Ethiopia: WFP Resumes Operations in Tigray

The UN’s World Food Programme (WFP) has resumed operations in Ethiopia’s Tigray region after fighting halted the emergency response last week.

Development Diaries reports that WFP has reached 10,000 people displaced by conflict with emergency food assistance and gave nutritionally fortified food to 3,000 women and children.

Before WFP resumed operations in the region, senior UN officials had appealed for immediate and unrestricted humanitarian access to Tigray – and for an end to deadly attacks on aid workers.

Some 1.7 million people have been displaced by fighting between Ethiopian troops and the Tigray Defence Force, with 60,000 refugees crossing the border into neighbouring Sudan.

Also, more than 1,200 incidents of serious sexual and gender-based violence have been reported.

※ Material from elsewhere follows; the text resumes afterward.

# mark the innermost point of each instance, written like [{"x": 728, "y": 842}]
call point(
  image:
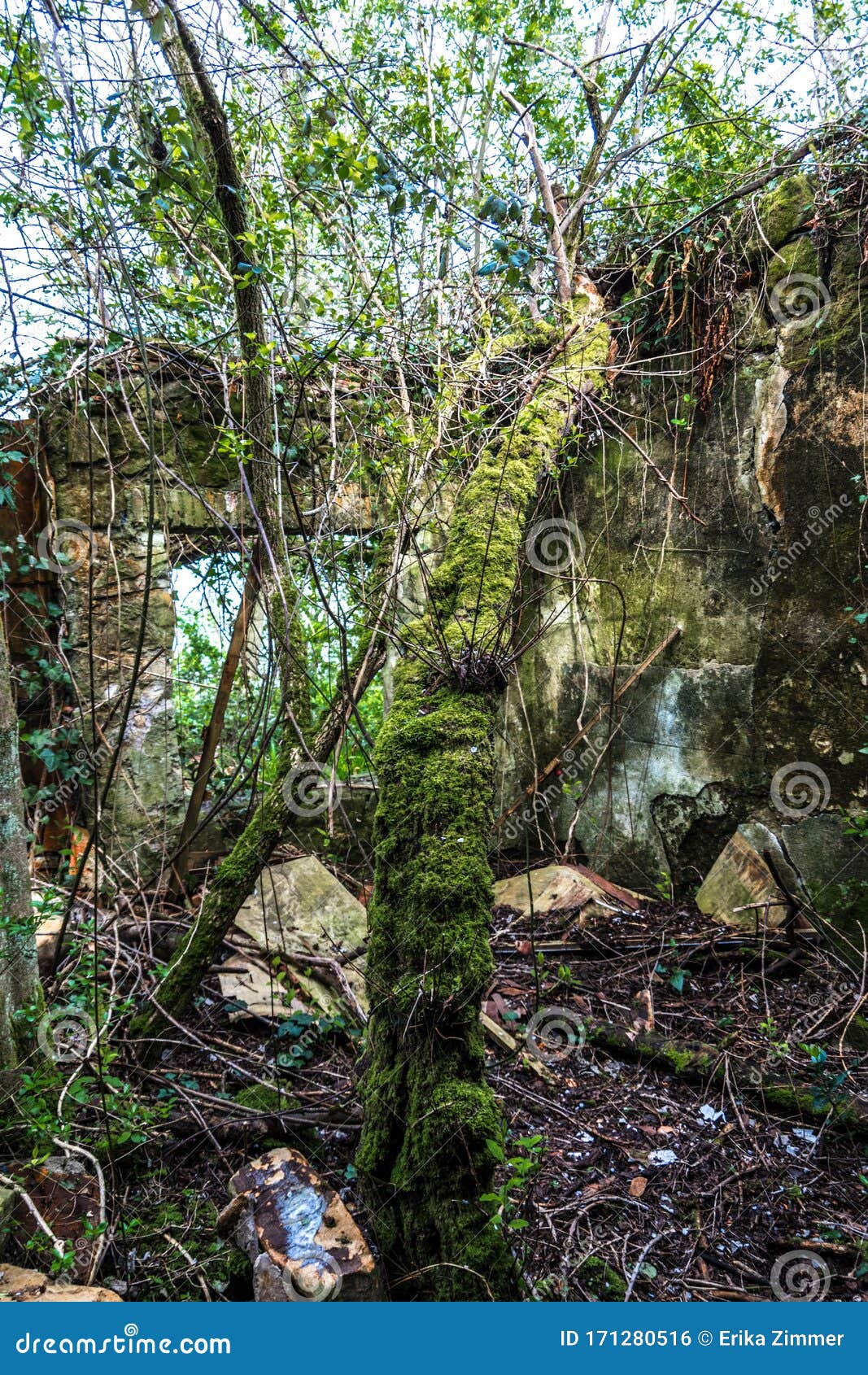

‘We have the teams on the ground, trucks loaded and ready to go to meet the catastrophic food needs in the region’, WFP’s Emergency Coordinator, Tommy Thompson, said.

‘Following a ceasefire declaration by the Ethiopian government earlier this week [last week], the UN Office for the Coordination of Humanitarian Affairs (OCHA) said in a flash update on Friday that the political dynamics in the Tigray Region have changed “dramatically” ‘.

Since the unilateral ceasefire, the Tigray Defense Forces have reportedly taken control, as Ethiopian and Eritrean forces withdrew from the capital, Mekelle, and other parts of the region.

Key bridges, including one over the Tekeze River, crucial to delivering life-saving food, have been destroyed – hampering assistance to a region in which 91 percent of the population are in dire need, according to OCHA.

WFP has warned of serious challenges threatening the entire humanitarian response in the region.

As some of the last of WFP’s food stocks are now being delivered to families, the UN agency warned that lives would be lost if supply routes do not fully open, and combatants continue to disrupt or endanger the free movement of its humanitarian cargo.

‘What we need now is free, unfettered access and secure passage guaranteed by all parties to the conflict so we can deliver food safely’, Thompson added.